90-100 is minimal. Ideally it should be 120+


----------



## bsman (Jan 22, 2006)

i'm working on a manthis rototiller that only has 50 right now, not good. sounds like rings??


----------



## jgj6331 (Aug 9, 2006)

Either stuck ring, scored cylinder wall - or both..... Pull the muffler to look for cylinder damage.... It will never run with 50 psi compression...


----------



## big ed (Jul 29, 2006)

Rule Of Thumb Always Pull The Exhaust And Ck The Condition Of The Cylinder And Piston Always !!!!!! This Shows So Much It Makes Or Breaks 
Most 2/stokes In Ten Minutes Easily Good Luck


----------



## bugman (Aug 12, 2004)

I wouldn't go any lower then 100!!! but 90 is the lowest....., around 90 it'll start, after alot of effort...

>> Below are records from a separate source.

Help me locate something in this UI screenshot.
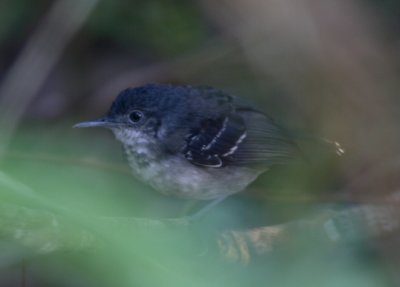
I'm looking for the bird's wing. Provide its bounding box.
[183,107,296,168]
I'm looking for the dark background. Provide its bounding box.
[0,0,400,286]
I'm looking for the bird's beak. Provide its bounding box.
[73,117,120,128]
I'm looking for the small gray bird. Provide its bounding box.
[75,84,298,200]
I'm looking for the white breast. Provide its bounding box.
[114,130,265,200]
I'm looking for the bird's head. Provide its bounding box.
[74,84,198,145]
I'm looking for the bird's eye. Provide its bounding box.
[129,111,143,123]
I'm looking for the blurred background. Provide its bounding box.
[0,0,400,286]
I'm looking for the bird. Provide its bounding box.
[74,84,299,205]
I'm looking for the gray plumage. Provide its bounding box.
[77,84,297,200]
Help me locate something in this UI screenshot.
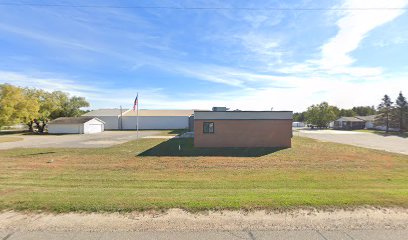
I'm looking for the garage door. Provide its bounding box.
[85,124,102,133]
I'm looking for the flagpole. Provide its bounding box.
[136,93,139,151]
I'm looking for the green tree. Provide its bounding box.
[293,112,306,122]
[0,84,89,132]
[395,92,408,132]
[32,89,89,132]
[337,109,357,117]
[0,84,39,126]
[375,94,393,133]
[306,102,337,128]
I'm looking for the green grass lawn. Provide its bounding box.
[0,137,23,143]
[0,134,408,212]
[353,129,408,138]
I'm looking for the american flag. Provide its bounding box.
[133,93,139,111]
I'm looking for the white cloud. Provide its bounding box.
[319,0,408,69]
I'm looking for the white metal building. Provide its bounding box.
[122,109,194,129]
[82,108,130,130]
[47,117,105,134]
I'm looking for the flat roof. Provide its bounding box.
[82,108,129,117]
[194,111,293,120]
[123,109,194,117]
[336,117,364,122]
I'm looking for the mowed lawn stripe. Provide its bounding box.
[0,137,408,212]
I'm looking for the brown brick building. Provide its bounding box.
[194,111,292,147]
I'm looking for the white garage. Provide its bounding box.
[47,117,105,134]
[82,108,129,130]
[122,109,194,130]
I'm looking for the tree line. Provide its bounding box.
[0,84,89,132]
[293,92,408,132]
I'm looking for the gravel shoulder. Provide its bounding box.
[0,208,408,232]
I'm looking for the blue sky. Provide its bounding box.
[0,0,408,111]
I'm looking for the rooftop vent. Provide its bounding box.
[213,107,229,112]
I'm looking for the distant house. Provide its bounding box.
[333,117,365,130]
[47,117,105,134]
[330,115,379,130]
[292,122,306,127]
[194,111,293,147]
[356,115,377,129]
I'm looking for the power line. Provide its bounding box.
[0,3,408,11]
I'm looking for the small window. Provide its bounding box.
[203,122,214,133]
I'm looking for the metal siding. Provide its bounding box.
[48,124,83,134]
[194,111,292,120]
[123,116,189,129]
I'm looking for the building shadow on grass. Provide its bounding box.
[137,138,285,157]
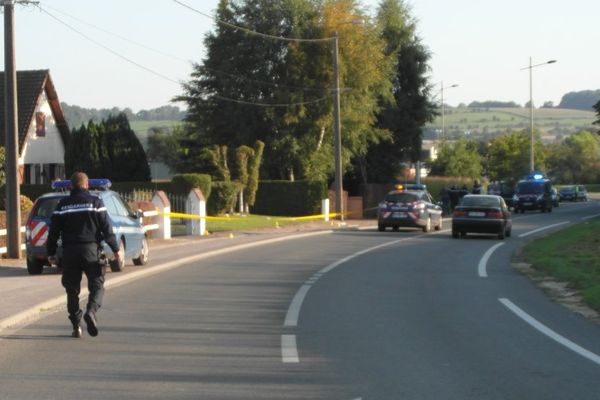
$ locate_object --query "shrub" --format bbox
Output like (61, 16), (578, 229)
(171, 174), (212, 201)
(252, 180), (327, 216)
(21, 195), (33, 214)
(206, 181), (240, 215)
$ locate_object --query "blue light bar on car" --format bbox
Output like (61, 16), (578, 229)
(52, 178), (112, 190)
(523, 171), (547, 181)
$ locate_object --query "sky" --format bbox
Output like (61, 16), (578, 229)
(0, 0), (600, 112)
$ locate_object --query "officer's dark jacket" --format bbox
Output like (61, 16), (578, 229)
(46, 189), (119, 256)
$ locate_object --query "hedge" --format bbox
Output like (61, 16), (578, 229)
(206, 181), (240, 215)
(252, 180), (327, 216)
(171, 174), (212, 199)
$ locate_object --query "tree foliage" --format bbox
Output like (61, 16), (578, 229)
(431, 138), (482, 178)
(547, 131), (600, 183)
(558, 89), (600, 111)
(594, 100), (600, 135)
(361, 0), (436, 182)
(0, 146), (6, 186)
(65, 114), (150, 182)
(178, 0), (391, 183)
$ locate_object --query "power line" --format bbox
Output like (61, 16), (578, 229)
(38, 5), (181, 85)
(173, 0), (333, 43)
(37, 4), (328, 107)
(44, 3), (190, 63)
(38, 3), (330, 92)
(201, 65), (331, 92)
(212, 94), (329, 107)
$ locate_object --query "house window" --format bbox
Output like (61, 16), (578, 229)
(35, 112), (46, 137)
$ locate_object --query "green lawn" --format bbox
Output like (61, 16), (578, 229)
(523, 218), (600, 311)
(171, 215), (318, 236)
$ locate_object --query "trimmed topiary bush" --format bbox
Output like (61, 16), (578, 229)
(171, 174), (212, 201)
(206, 181), (241, 215)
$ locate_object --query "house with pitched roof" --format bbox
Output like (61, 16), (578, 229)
(0, 69), (70, 184)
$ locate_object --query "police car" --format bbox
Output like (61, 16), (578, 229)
(25, 179), (149, 275)
(512, 171), (552, 213)
(377, 185), (442, 232)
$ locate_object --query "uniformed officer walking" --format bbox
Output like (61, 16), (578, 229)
(47, 172), (120, 338)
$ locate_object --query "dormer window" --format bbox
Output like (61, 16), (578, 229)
(35, 112), (46, 137)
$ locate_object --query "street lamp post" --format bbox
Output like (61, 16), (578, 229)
(333, 31), (344, 221)
(521, 57), (556, 171)
(440, 81), (458, 141)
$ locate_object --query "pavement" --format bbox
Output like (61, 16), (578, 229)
(0, 220), (377, 334)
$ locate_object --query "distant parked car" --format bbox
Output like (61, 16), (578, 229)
(488, 181), (515, 207)
(558, 185), (587, 201)
(550, 187), (560, 207)
(452, 194), (512, 239)
(377, 185), (442, 232)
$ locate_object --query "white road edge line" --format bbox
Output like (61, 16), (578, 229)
(498, 298), (600, 365)
(581, 214), (600, 221)
(519, 221), (571, 237)
(477, 242), (504, 278)
(283, 285), (311, 327)
(281, 335), (300, 363)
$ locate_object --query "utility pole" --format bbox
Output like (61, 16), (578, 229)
(4, 0), (21, 259)
(2, 0), (39, 259)
(333, 32), (344, 221)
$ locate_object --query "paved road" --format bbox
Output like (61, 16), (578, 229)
(0, 202), (600, 400)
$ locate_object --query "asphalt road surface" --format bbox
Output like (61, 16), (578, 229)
(0, 201), (600, 400)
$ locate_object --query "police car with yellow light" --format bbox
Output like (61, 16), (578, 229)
(512, 171), (553, 213)
(377, 184), (442, 232)
(25, 179), (149, 275)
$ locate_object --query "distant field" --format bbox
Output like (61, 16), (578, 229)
(426, 107), (598, 141)
(130, 120), (181, 148)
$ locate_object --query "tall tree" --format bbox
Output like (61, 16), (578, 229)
(594, 100), (600, 135)
(65, 113), (150, 182)
(430, 138), (482, 178)
(547, 131), (600, 183)
(179, 0), (330, 178)
(363, 0), (436, 182)
(179, 0), (389, 183)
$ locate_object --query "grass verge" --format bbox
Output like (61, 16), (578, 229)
(172, 214), (318, 236)
(522, 218), (600, 311)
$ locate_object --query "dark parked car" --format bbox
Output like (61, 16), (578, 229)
(558, 185), (587, 201)
(512, 178), (552, 213)
(452, 195), (512, 239)
(377, 185), (442, 232)
(488, 181), (515, 207)
(550, 187), (560, 207)
(25, 179), (149, 275)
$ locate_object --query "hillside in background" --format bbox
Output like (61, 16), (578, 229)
(424, 106), (598, 142)
(61, 101), (600, 147)
(60, 103), (186, 129)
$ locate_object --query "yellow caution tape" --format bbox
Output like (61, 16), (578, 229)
(159, 212), (340, 221)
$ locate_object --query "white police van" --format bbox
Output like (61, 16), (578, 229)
(25, 179), (149, 275)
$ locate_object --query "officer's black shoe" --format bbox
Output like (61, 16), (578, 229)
(83, 311), (98, 336)
(71, 325), (83, 339)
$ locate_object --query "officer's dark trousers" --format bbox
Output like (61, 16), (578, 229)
(62, 243), (104, 325)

50psi like others have said, never will run...
Be best to take the exhaust off and turn the engine so the piston is at the bottom, and look at the bore.... should be (in a worn engine that runs) nice and slick... no vertical scars should be seen.


----------



## bsman (Jan 22, 2006)

the customer insists that it has always been run on gas/oil mix, although i find that hard to believe. So they want to go ahead and order a new engine and spen the money...thats fine with me. thanks for all the help!!


----------



## bugman (Aug 12, 2004)

Could have formed a air leak, and run it lean or he wanted to play with the air/fuel mix screws and ran it lean that way.


----------